A shared characteristic of nearly all centromeres is the binding of a protein called CENP-A that forms the base of a large protein complex called the kinetochore that binds to fibers to segregate the chromosomes during cell division.  Thus, the presence of CENP-A protein implies that the centromere is functional to direct segregation during cell division. The "neo-Y" fusion chromosome in the Japan Sea species is a combination of chromosome 9 and the Y chromosome, which are not fused in the Pacific Ocean species. To determine whether both of the centromeres of the neo-Y were capable of binding CENP-A, the scientists used an antibody they generated in their previous study to locate CENP-A protein on isolated stickleback chromosomes. They found that CENP-A localized to the primary constriction point of all chromosomes of the Pacific Ocean species, including chromosome 9 and the Y chromosome.  The neo-Y chromosome of the Japan Sea stickleback, however, only had one region of CENP-A staining, which corresponded to the chromosome 9 centromere in the ancestral species.
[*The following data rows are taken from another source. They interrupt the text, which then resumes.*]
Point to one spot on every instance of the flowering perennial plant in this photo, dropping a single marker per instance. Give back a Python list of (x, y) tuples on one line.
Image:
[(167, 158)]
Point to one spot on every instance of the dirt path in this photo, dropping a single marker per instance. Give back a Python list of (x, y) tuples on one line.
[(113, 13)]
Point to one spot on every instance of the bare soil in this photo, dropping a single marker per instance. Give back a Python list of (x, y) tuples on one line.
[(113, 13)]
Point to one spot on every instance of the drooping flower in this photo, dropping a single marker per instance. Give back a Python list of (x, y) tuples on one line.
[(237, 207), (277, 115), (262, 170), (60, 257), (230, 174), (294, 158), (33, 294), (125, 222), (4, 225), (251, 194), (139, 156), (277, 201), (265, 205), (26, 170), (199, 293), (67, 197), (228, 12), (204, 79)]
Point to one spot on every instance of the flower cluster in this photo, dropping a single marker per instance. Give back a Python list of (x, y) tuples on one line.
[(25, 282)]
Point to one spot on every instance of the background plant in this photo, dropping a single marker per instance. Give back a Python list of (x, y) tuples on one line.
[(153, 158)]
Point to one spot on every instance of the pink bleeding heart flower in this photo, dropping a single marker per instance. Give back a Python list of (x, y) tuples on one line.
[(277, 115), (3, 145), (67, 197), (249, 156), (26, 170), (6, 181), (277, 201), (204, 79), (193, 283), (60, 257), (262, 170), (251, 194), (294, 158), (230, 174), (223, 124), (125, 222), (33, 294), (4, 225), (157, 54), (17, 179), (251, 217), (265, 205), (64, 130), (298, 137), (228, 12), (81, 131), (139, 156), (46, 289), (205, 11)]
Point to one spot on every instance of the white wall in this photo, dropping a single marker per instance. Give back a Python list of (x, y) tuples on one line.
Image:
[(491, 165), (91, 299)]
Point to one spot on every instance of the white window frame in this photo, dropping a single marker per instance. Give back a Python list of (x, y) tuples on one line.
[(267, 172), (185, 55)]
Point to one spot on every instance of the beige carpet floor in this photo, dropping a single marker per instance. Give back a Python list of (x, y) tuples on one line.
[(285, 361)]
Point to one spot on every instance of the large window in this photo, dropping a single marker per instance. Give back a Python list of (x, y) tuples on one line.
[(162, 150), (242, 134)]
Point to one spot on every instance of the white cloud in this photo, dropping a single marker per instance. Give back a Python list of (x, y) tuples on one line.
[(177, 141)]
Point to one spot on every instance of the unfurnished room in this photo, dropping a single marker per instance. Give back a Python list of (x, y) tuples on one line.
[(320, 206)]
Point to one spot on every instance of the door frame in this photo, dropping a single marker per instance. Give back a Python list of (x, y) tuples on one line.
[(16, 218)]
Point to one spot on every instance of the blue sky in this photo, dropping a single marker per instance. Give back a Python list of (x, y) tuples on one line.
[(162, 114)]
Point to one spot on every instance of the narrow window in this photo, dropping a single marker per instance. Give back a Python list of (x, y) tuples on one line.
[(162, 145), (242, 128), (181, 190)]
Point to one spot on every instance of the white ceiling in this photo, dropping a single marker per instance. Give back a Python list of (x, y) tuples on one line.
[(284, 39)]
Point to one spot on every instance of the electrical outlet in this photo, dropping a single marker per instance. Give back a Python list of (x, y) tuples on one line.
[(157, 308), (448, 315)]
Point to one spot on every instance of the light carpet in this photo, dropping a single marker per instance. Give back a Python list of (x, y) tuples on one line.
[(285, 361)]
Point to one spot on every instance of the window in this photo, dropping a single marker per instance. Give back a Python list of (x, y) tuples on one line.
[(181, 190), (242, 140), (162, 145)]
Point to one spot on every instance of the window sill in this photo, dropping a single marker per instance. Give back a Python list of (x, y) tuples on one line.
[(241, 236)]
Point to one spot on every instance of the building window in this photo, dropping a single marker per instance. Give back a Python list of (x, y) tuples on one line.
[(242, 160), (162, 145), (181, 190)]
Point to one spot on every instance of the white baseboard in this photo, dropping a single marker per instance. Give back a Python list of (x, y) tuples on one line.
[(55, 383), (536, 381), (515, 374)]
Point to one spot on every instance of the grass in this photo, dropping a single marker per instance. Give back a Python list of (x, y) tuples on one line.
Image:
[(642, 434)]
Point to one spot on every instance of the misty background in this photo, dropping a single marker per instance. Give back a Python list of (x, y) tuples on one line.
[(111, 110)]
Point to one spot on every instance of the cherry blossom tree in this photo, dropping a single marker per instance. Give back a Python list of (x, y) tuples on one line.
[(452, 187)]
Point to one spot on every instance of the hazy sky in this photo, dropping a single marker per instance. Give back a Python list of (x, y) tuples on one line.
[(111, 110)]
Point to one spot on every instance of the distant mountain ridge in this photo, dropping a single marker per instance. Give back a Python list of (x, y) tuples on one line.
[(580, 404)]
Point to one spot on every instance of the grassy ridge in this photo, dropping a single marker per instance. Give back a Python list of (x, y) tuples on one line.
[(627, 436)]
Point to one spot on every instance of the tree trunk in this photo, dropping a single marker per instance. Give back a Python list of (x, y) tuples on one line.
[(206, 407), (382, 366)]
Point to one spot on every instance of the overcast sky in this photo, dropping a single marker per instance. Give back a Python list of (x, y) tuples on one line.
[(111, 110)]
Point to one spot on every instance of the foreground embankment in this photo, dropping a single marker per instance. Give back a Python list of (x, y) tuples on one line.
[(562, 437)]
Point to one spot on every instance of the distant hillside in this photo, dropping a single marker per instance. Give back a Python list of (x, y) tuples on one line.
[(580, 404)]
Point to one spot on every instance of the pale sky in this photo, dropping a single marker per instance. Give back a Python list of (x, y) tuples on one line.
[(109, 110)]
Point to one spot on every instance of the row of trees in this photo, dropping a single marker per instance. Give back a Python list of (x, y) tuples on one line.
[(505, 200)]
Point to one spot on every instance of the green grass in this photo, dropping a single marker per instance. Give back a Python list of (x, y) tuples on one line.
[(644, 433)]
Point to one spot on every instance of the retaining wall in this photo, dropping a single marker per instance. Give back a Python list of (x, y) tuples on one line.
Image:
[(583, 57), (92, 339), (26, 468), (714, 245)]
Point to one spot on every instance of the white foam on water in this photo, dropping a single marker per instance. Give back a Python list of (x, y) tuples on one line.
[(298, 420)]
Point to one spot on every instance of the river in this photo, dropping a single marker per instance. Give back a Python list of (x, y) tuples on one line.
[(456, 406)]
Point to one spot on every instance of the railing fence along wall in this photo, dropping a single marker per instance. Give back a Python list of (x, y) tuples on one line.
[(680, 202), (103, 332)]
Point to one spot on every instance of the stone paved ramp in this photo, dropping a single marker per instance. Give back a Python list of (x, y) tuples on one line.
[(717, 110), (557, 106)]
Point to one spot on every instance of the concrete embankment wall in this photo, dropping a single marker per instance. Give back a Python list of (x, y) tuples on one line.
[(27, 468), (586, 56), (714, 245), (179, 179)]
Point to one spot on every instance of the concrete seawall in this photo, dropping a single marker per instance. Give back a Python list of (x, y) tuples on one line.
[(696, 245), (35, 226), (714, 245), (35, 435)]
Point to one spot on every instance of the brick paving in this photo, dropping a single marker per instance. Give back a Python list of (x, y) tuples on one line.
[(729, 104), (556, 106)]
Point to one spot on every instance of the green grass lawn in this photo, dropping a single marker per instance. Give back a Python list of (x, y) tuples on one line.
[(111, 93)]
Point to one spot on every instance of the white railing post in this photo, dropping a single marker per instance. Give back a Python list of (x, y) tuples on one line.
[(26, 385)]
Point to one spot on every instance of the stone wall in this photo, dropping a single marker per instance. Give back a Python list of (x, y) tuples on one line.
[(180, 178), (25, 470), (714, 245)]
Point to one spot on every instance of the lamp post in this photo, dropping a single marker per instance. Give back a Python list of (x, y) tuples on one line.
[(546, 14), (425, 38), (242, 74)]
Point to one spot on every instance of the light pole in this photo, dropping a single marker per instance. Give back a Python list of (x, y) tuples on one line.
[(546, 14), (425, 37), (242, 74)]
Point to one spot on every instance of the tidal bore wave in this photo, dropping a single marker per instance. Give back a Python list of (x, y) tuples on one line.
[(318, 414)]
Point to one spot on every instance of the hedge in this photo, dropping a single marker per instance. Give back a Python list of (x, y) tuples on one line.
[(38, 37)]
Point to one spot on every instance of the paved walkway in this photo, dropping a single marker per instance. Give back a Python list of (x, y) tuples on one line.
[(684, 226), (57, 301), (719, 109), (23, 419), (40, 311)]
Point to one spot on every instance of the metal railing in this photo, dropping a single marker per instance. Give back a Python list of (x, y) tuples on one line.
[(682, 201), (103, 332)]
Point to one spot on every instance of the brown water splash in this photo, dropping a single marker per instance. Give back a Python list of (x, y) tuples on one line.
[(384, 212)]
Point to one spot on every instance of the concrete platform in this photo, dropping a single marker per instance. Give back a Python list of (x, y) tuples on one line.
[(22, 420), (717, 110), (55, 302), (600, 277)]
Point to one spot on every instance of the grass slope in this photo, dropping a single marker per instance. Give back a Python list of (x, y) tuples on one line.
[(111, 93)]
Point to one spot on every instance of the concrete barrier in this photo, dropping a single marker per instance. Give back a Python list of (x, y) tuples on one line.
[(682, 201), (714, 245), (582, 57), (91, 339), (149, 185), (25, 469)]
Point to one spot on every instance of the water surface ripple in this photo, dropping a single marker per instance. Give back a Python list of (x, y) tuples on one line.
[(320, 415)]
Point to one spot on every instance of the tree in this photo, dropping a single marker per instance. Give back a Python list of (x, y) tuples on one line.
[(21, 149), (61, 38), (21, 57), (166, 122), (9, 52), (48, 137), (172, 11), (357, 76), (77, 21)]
Finding that this protein or epigenetic marker of the centromere had been lost in the Japan Sea fusion chromosome, the scientists wanted to determine whether the underlying DNA sequence had changed.  Their goal was to catch evolution in action and see what comes first: a change in the DNA sequence or a change in CENP-A binding? In their previous study, the Peichel Lab had identified a common sequence at each centromere of the Pacific Ocean stickleback fish.  In this study, they extended their analysis of the sequence of the Pacific Ocean Y chromosome and also studied the "neo-Y" fusion chromosome of the Japan Sea stickleback.  They found that their DNA probe, which labeled the centromere of all the autosomes and the X chromosome of the Pacific Ocean species, only weakly hybridized to the Y chromosome constriction point in that species.  Intriguingly, the DNA probe did not hybridize at all to the formerly Y chromosome constriction point in the neo-Y Japan Sea fusion chromosome.  In contrast, it efficiently labeled the centromere on the neo-Y that corresponded to the ancestral chromosome 9.  Lacking the sequence of the centromere on the Pacific Ocean Y chromosome, which is difficult to collect for centromeres even in well-studied organisms due to their repetitive nature, the scientists cannot determine whether the centromere sequence has been deleted or simply changed on the neo-Y.  However, they can conclude that there have been genetic changes that prevent recognition by a DNA probe that recognizes the ancestral Y centromere, albeit weakly. 

Currently, members in Dr. Peichel’s research group are working on studying the evolution of the Y chromosome in these and other stickleback species with Y chromosome fusions.  "As in humans and mice, sticklebacks have evolved a [slightly] different sequence on the Y chromosome, but we don’t know exactly how it differs, [or how it affects its function or segregation]."  "Because centromeres are really hard to sequence, this is a difficult question to answer, but we are making some progress. Stay tuned!"

Cech JN, Peichel CL.  2016.  "Centromere inactivation on a neo-Y fusion chromosome in threespine stickleback fish."  Chromosome Research.

This research was funded by the National Science Foundation, the National Institutes of Health, and the Fred Hutchinson Cancer Research Center.